Init takes 5:54, and iterations take about 0:15 each, on my laptop. Init takes about as long as 24 iterations, which is a typical run, meaning half the time is just in picking cluster centers. This seems excessive.
There are two ways to speed this up significantly. First, the implementation has an old "runs" parameter that is always 1 now. It used to allow multiple clusterings to be computed at once. The code can be simplified significantly now that runs=1 always. This is already covered by
SPARK-11560, but just a simple refactoring results in about a 13% init speedup, from 5:54 to 5:09 in this example. That's not what this change is about though.

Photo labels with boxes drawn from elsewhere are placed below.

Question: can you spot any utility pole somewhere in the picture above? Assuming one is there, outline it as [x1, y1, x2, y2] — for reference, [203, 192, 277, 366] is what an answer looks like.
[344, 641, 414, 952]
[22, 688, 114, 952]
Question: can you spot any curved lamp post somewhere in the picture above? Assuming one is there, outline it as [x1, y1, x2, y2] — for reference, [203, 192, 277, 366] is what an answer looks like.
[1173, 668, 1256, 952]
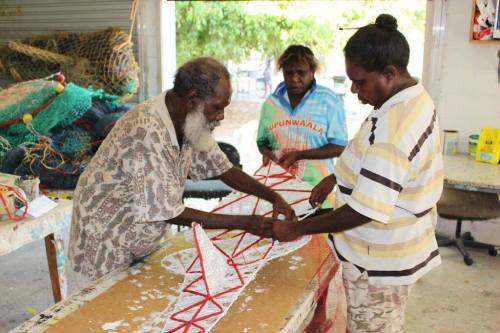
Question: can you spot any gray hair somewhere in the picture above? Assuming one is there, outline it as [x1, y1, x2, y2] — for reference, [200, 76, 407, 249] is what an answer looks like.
[173, 57, 230, 100]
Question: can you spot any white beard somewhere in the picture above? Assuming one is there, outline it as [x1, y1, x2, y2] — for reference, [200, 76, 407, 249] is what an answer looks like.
[183, 103, 220, 152]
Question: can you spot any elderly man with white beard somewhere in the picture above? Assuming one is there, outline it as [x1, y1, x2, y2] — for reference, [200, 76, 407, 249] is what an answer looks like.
[69, 58, 293, 280]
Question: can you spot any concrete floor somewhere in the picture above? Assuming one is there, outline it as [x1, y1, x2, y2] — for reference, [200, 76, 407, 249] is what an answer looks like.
[0, 228, 500, 333]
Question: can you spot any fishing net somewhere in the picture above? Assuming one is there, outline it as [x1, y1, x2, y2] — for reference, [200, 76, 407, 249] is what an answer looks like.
[0, 74, 130, 189]
[0, 28, 139, 101]
[0, 79, 93, 150]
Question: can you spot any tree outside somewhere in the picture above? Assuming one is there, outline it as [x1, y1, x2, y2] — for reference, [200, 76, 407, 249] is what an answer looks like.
[176, 0, 426, 171]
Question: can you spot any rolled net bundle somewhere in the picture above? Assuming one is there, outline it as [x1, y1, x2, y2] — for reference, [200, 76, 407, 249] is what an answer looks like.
[0, 28, 139, 102]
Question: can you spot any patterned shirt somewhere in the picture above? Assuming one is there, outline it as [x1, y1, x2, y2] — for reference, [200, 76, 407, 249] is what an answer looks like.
[69, 93, 232, 279]
[332, 83, 443, 285]
[257, 81, 347, 208]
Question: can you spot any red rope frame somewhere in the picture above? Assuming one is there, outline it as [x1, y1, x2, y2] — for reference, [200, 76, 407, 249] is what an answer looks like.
[167, 163, 311, 333]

By default, k-means|| makes 5 passes over the data. The original paper at http://theory.stanford.edu/~sergei/papers/vldb12-kmpar.pdf actually shows that 2 is plenty, certainly when l=2k as is the case in our implementation. (See Figure 5.2/5.3; I believe the default of 5 was taken from Table 6 but it's not suggesting 5 is an optimal value.) Defaulting to 2 brings it down to 1:41 – much improved over 5:54.
Lastly, small thing, but the code will perform a local k-means++ step to reduce the number of centers to k even if there are already only <= k centers. This can be short-circuited. However this is really the topic of
SPARK-3261 because this can cause fewer than k clusters to be returned where that would actually be correct, too.